DR-Baureihe ET 85

DR-Baureihe ET 85
DB-Baureihe 485/885 und 490
ET 85 07 und ES 85 15
ET 85 07 und ES 85 15
ET 85 07 und ES 85 15
Nummerierung: ET 85 01–36
ES 85 01–34
EB 85 01–70
Anzahl: 36
Hersteller: Fuchs, MAN (mechanisch); BBC (elektrisch)
Baujahr(e): 1927–1932
Ausmusterung: 1977
Achsformel: Bo’2’ (ET)
2’2’ (ES)
3 (EB)
Spurweite: 1435 mm (Normalspur)
Länge über Puffer: 20.340 mm; 19.920 mm *
Höhe: 3990 mm *
Breite: 3080 mm *
Drehzapfenabstand: 12.910 mm *
Drehgestellachsstand: 2500 mm *
Dienstmasse: 61,4 t
Radsatzfahrmasse: 17,7 t
Höchstgeschwindigkeit: 75 km/h
Stundenleistung: 550 kW
Dauerleistung: 500 kW
Treibraddurchmesser: 1000 mm
Laufraddurchmesser: 1000 mm
Stromsystem: 15 kV 16 2/3 Hz AC
Stromübertragung: Oberleitung
Anzahl der Fahrmotoren: 2
Antrieb: Tatzlager
Sitzplätze: 75
* ET 85 01–04

Die Baureihe ET 85 war eine Baureihe von Elektrotriebwagen der Deutschen Reichsbahn (DR).

Geschichte

Deutsche Reichsbahn

1924 wurden von der Waggonfabrik Fuchs in Heidelberg vier Dampftriebwagen der bayerischen Gattung MCCi in die Elektrotriebwagen D4i elT 701–704, ab 1933 elT 1101–1104 (ab 1940: ET 85 01–04) umgebaut. Die umgebauten Fahrzeuge wurden als erste elektrische Triebwagen im Bahnbetriebswerk München Hbf stationiert und kamen ab 1925 zunächst auf den Strecken München–Starnberg und München–Herrsching zum Einsatz.[1][2]

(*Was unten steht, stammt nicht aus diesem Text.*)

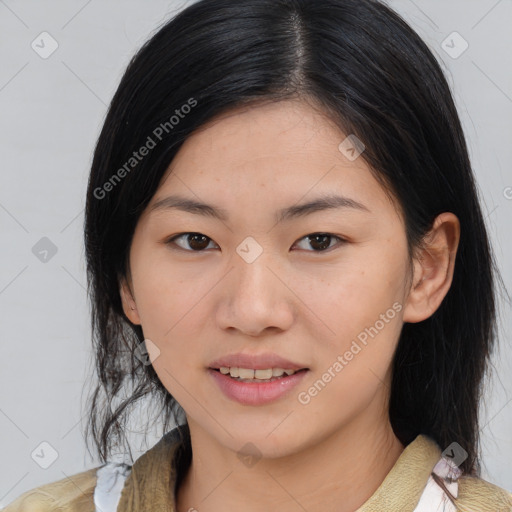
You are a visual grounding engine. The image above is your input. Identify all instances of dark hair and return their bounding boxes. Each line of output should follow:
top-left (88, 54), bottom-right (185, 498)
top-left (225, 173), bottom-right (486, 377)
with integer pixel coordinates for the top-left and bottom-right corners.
top-left (85, 0), bottom-right (504, 475)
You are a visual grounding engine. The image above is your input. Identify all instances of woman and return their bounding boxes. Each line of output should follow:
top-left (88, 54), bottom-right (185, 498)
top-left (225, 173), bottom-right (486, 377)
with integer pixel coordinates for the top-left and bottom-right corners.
top-left (6, 0), bottom-right (512, 512)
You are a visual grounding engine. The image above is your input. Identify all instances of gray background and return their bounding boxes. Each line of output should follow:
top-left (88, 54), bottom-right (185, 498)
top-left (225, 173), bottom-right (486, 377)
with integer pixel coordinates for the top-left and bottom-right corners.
top-left (0, 0), bottom-right (512, 506)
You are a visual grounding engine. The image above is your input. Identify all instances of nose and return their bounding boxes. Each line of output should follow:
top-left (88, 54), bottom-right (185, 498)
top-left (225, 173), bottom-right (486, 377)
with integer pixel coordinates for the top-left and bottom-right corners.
top-left (217, 251), bottom-right (295, 337)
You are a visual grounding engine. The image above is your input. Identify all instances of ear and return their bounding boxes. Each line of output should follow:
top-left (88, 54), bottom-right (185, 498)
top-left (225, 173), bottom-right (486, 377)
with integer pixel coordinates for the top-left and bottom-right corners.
top-left (119, 277), bottom-right (141, 325)
top-left (403, 212), bottom-right (460, 323)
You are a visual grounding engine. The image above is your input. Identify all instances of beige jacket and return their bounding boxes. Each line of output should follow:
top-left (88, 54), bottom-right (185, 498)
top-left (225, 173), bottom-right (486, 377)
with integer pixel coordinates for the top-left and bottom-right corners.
top-left (3, 429), bottom-right (512, 512)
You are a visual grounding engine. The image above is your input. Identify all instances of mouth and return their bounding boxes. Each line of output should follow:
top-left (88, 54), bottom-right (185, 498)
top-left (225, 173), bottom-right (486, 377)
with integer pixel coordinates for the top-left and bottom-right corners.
top-left (208, 367), bottom-right (309, 406)
top-left (209, 366), bottom-right (309, 384)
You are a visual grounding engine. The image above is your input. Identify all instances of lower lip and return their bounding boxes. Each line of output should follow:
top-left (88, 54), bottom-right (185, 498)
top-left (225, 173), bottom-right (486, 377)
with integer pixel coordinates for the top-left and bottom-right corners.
top-left (208, 368), bottom-right (309, 405)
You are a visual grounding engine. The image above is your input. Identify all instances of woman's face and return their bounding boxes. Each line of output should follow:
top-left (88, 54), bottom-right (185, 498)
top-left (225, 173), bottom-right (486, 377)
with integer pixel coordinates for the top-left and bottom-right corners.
top-left (123, 101), bottom-right (416, 457)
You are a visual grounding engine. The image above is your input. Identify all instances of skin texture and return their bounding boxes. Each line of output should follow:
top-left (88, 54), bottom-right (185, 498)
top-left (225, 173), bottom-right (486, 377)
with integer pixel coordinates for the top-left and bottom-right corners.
top-left (121, 100), bottom-right (460, 512)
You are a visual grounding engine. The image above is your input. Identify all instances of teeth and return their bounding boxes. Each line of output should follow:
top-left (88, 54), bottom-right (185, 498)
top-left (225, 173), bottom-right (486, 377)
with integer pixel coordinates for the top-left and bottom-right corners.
top-left (219, 366), bottom-right (298, 380)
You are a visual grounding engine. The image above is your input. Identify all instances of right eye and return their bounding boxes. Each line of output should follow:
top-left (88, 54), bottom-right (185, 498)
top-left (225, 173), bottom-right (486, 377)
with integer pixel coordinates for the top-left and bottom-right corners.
top-left (165, 233), bottom-right (218, 252)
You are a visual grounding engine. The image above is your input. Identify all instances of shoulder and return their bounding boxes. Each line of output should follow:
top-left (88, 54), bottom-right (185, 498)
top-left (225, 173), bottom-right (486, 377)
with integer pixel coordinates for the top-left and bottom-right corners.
top-left (2, 466), bottom-right (101, 512)
top-left (456, 475), bottom-right (512, 512)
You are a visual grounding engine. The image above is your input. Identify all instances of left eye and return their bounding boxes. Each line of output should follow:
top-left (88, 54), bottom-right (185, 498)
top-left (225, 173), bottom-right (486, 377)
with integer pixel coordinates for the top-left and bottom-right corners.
top-left (166, 233), bottom-right (346, 252)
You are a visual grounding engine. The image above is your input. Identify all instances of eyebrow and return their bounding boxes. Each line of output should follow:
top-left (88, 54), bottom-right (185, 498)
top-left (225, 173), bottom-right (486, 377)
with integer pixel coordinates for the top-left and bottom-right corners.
top-left (151, 195), bottom-right (371, 222)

Nach dem Umbau wurden bei Fuchs und BBC in den Jahren 1925 zunächst sechs Triebwagen (el 705–711) und vier Beiwagen (8001–8004) in Auftrag gegeben. Hatten die Umbauten noch hölzerne Aufbauten, so waren die neuen Triebwagen mit stählernen Aufbauten versehen. 1927 war es noch nicht möglich, die ganze Elektrik unter dem Wagenboden unterzubringen. Der Trafo und das Schaltwerk wurden daher in einem Maschinenraum untergebracht. Die neuen Triebwagen waren nur etwas länger als die „Prototypen“. Auch die Fenster waren mit 900 mm breiter als in den Voraustriebwagen (800 mm). Die Türen zu den Fahrgasträumen waren ebenfalls eingezogen, zum Maschinenraum führte von außen aber nur noch eine einfache Tür an der rechten Fahrzeugseite. Alle Fahrzeuge bis zur Betriebsnummer el 730 hatten ursprünglich Fronttüren und Übergangsbrücken, die später entfernt wurden.

1927 wurden eine weitere Bestellung über fünf Trieb- und elf Steuerwagen (el 711–715, 8005–8015) getätigt, im gleichen Jahr noch einmal je 15 Trieb- und Steuerwagen. 1932 wurden noch einmal sechs Triebwagen und vier Steuerwagen bestellt, sie erhielten gleich die neuen Bezeichnungen elT 1131–1136 und elS 2131–2134. Als Beiwagen dienten umgebaute dreiachsige bayerische Personenwagen EB 85 01–70, die später durch dreiachsige Umbauwagen ersetzt wurden.

In genau derselben Form und mit derselben Raumanordnung – anstelle des Maschinenraumes war ein Gepäckraum vorhanden – entstanden von 1927 bis 1933 die Steuerwagen. Sie bekamen zunächst die Nummern 8001–8004, ab 1940 dann ES 85 01–34.

Die Triebwagen ET 85 05 und 09 waren für eine Höchstgeschwindigkeit von 100 km/h ausgelegt.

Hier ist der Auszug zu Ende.